“We are the sea. We are the ocean. We must wake up to this ancient truth.” – Professor Epeli Hau’ofa
The oceans play a vital role in supporting all life on Earth. The oxygen in every third breath we take was produced by phytoplankton, the microscopic plants floating in the surface waters of oceans. Without the huge thermal capacity of the oceans, the planet would be warming even more quickly. The Pacific islands region covers over 10% of the total global ocean area. It is the repository of the world’s largest tuna fishery and the planet’s largest expanse of coral reefs.
While they may be small island economies, Pacific Island Countries and Territories are in fact Large Ocean States – Kiribati alone, including its Exclusive Economic Zone, is larger than India. The iconic marine wildlife of the Pacific islands region has been seriously depleted in recent years.
Large whales that overwinter in the region and migrate to high latitude feeding grounds of the Antarctic Ocean each summer were largely wiped out by industrial whaling fleets last century with the exception of the smallest of them, the minke whale, and even they are now a fraction of their previous abundance.
We have learnt that while turtles have always been a prized food source in the region, they can no longer sustain existing levels of take. Green, hawksbill and leatherback turtles are now all classified as Endangered or Critically Endangered, within the IUCN Red List.

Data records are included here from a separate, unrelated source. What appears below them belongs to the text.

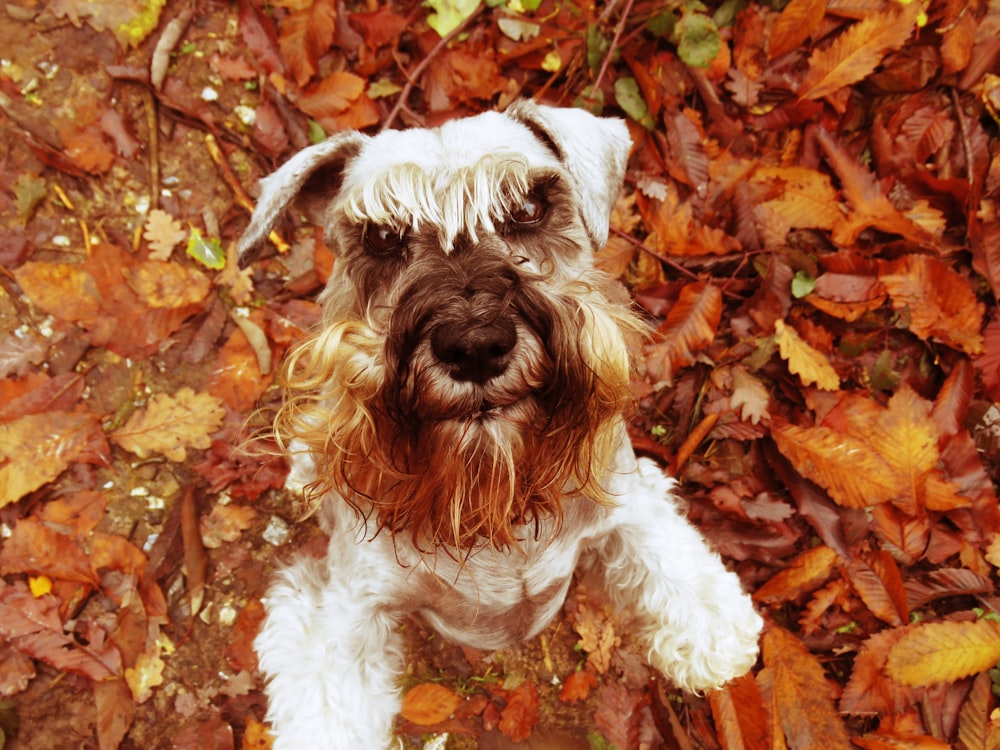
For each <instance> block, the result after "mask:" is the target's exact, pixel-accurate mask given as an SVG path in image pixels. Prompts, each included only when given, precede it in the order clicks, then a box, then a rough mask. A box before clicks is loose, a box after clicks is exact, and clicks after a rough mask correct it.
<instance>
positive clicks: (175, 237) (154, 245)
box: [142, 208, 187, 260]
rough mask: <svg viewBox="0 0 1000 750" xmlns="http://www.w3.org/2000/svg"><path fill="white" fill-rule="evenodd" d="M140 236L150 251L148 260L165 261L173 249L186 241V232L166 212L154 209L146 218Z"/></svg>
mask: <svg viewBox="0 0 1000 750" xmlns="http://www.w3.org/2000/svg"><path fill="white" fill-rule="evenodd" d="M142 236H143V239H145V240H146V242H148V243H149V247H150V249H151V250H152V252H150V254H149V258H150V260H167V259H168V258H169V257H170V254H171V253H172V252H173V251H174V248H175V247H176V246H177V245H179V244H180V243H181V242H183V241H184V240H186V239H187V230H186V229H184V226H183V225H182V224H181V223H180V222H179V221H177V219H175V218H174V217H173V216H171V215H170V214H168V213H167V212H166V211H164V210H163V209H160V208H154V209H153V210H152V211H150V212H149V216H147V217H146V228H145V230H144V231H143V233H142Z"/></svg>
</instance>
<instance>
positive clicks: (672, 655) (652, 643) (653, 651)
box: [647, 592, 764, 693]
mask: <svg viewBox="0 0 1000 750" xmlns="http://www.w3.org/2000/svg"><path fill="white" fill-rule="evenodd" d="M689 614H691V615H692V616H691V617H688V618H686V619H685V618H677V617H669V618H667V621H664V622H661V623H660V624H659V625H658V626H657V627H655V628H653V629H651V630H650V631H649V632H648V633H647V637H648V642H649V647H650V653H649V662H650V664H652V665H653V666H654V667H656V668H657V669H659V670H660V671H661V672H663V673H664V674H665V675H666V676H667V677H669V678H670V679H671V680H672V681H673V683H674V684H675V685H677V686H678V687H681V688H684V689H685V690H689V691H691V692H694V693H700V692H703V691H707V690H714V689H716V688H720V687H722V686H723V685H725V684H726V683H727V682H729V681H730V680H732V679H734V678H736V677H740V676H742V675H744V674H746V673H747V672H748V671H749V670H750V668H751V667H753V665H754V664H755V663H756V662H757V654H758V651H759V646H758V640H759V638H760V631H761V628H762V627H763V625H764V621H763V620H762V619H761V617H760V615H758V614H757V612H756V611H754V608H753V604H752V603H751V601H750V597H749V596H747V595H746V594H743V593H742V592H740V593H739V595H738V596H737V597H734V598H730V599H728V600H725V599H723V600H720V601H718V602H716V603H715V604H714V605H713V606H706V607H704V608H702V609H701V611H698V612H696V613H689Z"/></svg>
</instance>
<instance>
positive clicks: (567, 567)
mask: <svg viewBox="0 0 1000 750" xmlns="http://www.w3.org/2000/svg"><path fill="white" fill-rule="evenodd" d="M594 510H596V508H595V509H594ZM577 520H578V519H571V520H570V522H569V524H568V527H567V525H564V526H563V529H562V533H560V534H559V535H558V536H556V537H555V538H554V539H552V540H551V541H549V542H548V543H543V542H540V541H539V542H536V541H531V542H528V543H525V544H524V545H523V547H522V549H521V550H520V551H515V552H508V553H503V552H498V551H496V550H492V549H483V550H479V551H478V552H477V553H476V554H474V555H473V556H472V557H471V558H470V559H469V560H468V561H466V562H465V564H464V566H462V567H460V565H459V563H456V562H455V561H454V560H451V559H448V560H442V559H440V558H438V559H436V561H435V570H434V572H433V573H430V572H424V573H422V574H421V575H420V576H419V579H420V580H419V581H418V582H416V586H415V587H413V588H411V590H410V594H411V595H414V596H415V601H413V605H414V608H415V609H417V610H419V611H420V612H421V613H422V614H423V615H424V617H425V618H426V619H427V620H428V622H429V623H430V624H431V626H432V627H434V629H435V630H437V631H438V632H439V633H441V634H442V635H444V636H445V637H447V638H448V639H450V640H452V641H455V642H457V643H460V644H463V645H468V646H474V647H477V648H487V649H495V648H503V647H506V646H510V645H512V644H514V643H518V642H520V641H522V640H524V639H526V638H530V637H531V636H533V635H535V634H536V633H538V632H539V631H540V630H541V629H542V628H544V627H545V625H546V624H548V622H549V621H551V619H552V618H553V617H554V616H555V614H556V613H557V612H558V611H559V608H560V607H561V606H562V603H563V601H564V599H565V597H566V591H567V589H568V587H569V583H570V580H571V579H572V576H573V571H574V569H575V568H576V565H577V562H578V561H579V558H580V554H581V552H582V551H583V549H584V548H585V547H586V545H587V543H588V542H589V541H591V540H592V539H593V538H594V532H595V531H596V526H595V525H594V524H593V520H596V519H590V520H591V523H584V524H581V525H578V524H577V523H576V522H575V521H577ZM411 583H414V582H413V581H412V580H411Z"/></svg>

However, hunting of turtles is still permitted in many Pacific island countries. Half of the ten countries with the highest legal harvest levels of turtles in the world are from our region. Further, there are strong signs that the region’s tuna stocks are facing challenges. The Secretariat of the Pacific Community (SPC) acknowledges that big-eye tuna are over-exploited, and that yellowfin and albacore tuna are at or approaching maximum sustainable yield. Only skipjack tuna seems currently to be harvested at sustainable levels.